How to Cook Lentils for Getting Maximum Benefits

These are the measures that need to be taken in order to cook lentils in a manner that would maximise their nutritional benefits:

1. Pick the Type

Lentils are green, brown, red, and black. Cooking times and textures vary by type. Whole lentils contain more fibre and minerals than divided ones.

2. Rinse Thoroughly

Wash lentils under cold water before cooking to remove dirt. This reduces anti-nutrients such phytates.

3. Soak (Optional)

Lentils don't need soaking, however soaking them for a few hours or overnight helps speed up cooking and enhance digestion. Discard the soaking water and rinse lentils again before cooking.

4. Cooking Methods

Cook lentils on the hob, pressure cooker or slow cooker. The cooking time depends on the lentil type and manner.

Stovetop Method

Rinsed lentils and water or broth should be 1:2 in a pot. Boil the liquid, then lower heat, cover, and simmer. Cook lentils till cooked but not mushy. Lentils cook around 15–45 minutes, depending on type.

Pressure Cooker Method

Try the same rinsing and soaking. In a pressure cooker, mix lentils and water or broth 1:2. Cook lentils under high pressure for 8–15 minutes, depending on kind. Quickly relieve pressure.

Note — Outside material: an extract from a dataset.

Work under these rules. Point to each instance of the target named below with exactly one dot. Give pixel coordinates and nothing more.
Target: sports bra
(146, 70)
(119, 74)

5. Seasoning and Flavoring

To flavour lentils, add onions, garlic, cumin, coriander, turmeric, or bay leaves as they cook. Avoid adding salt or acidic ingredients like tomatoes until the lentils are thoroughly cooked to avoid toughening.

6. Avoid Overcooking

Do not overcook lentils until they are mushy to maximise nutrients. Tender lentils should retain their form.

7. Storage

Cooked lentils can be frozen or refrigerated for many days. For nutritional benefits, add them to soups, salads, stews, or sides.